In the tiny island nation of the Federated States of Micronesia, Kava preparation is unique. They mix and blend Kava with hibiscus parts, including the flower and bark. The infusion process involves smashing the Kava root on a stone, then mixing it with hibiscus in water and straining it.

The end result is a Kava brew called “Sakau,” enjoyed at Kava bars known as “markets.” Sakau gained fame in Australia when our government sent a delegation to the Federated States of Micronesia. Former interim Prime Minister Mark McCormack drank an entire shell of Sakau during an official event. However, FSM’s custom is to sip a small amount and pass it on. His experience highlighted the strength of Sakau.

Big shout out to our friends, BT and Sophie, in the Federated States of Micronesia for providing the insight into Sakau and of course SBS and the Australian media for bringing Sakau to a wider understanding!

Australian Creativity: Modern Kava Preparation Twists

Borogu Kava

In Australia, Kava culture is very young but grounded in Fijian preparation traditions. Australians primarily import dried Kava, but they have introduced creative twists to the experience.

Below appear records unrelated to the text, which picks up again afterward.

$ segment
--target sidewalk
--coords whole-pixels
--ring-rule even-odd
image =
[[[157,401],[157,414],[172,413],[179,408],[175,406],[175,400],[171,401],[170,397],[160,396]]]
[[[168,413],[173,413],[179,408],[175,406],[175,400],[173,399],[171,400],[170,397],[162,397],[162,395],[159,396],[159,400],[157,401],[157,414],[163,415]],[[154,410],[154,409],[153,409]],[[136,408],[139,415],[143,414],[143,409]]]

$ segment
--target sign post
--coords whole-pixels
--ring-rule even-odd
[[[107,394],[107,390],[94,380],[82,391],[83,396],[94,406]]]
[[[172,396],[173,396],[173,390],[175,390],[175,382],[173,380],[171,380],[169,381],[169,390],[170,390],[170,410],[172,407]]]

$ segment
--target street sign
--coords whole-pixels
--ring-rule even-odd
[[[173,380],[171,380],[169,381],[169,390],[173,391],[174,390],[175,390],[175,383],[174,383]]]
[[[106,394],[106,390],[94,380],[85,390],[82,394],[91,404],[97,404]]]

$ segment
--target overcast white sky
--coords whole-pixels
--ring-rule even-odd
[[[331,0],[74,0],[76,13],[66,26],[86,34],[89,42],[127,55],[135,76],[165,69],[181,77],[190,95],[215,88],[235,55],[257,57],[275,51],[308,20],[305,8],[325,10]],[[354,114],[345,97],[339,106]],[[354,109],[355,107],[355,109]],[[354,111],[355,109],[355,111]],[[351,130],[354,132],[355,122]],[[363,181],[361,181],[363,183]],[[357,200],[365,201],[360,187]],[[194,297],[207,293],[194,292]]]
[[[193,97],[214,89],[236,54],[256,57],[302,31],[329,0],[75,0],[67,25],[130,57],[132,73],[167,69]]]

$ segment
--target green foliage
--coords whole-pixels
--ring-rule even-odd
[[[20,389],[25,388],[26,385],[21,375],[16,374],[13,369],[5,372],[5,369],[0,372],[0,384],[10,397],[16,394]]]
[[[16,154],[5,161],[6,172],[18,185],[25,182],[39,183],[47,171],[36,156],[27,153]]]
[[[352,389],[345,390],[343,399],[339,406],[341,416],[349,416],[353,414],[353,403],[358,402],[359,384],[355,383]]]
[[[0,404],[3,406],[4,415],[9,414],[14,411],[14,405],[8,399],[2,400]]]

They mix Kava with cordial, creating unique flavors like hazelnut and French vanilla. This innovation enhances the taste and offers a modern Kava experience.

Check out some of the innovations below:

Kava Kolada

Hazelnut Coffee Syrup

Kava Cola

Conclusion

From Vanuatu’s lush islands to Australia’s innovative kitchens, Kava preparation showcases the Pacific’s rich cultural tapestry. Whether it’s Tanna Island’s traditional chewing or Ambae’s coral method, each technique is unique. Fiji’s meticulous drying and milling process stands out, as does Micronesia’s Sakau brew. Even in Australia, where Kava culture is younger, innovation thrives. By appreciating these diverse practices, we honor the community bonds and heritage of Kava.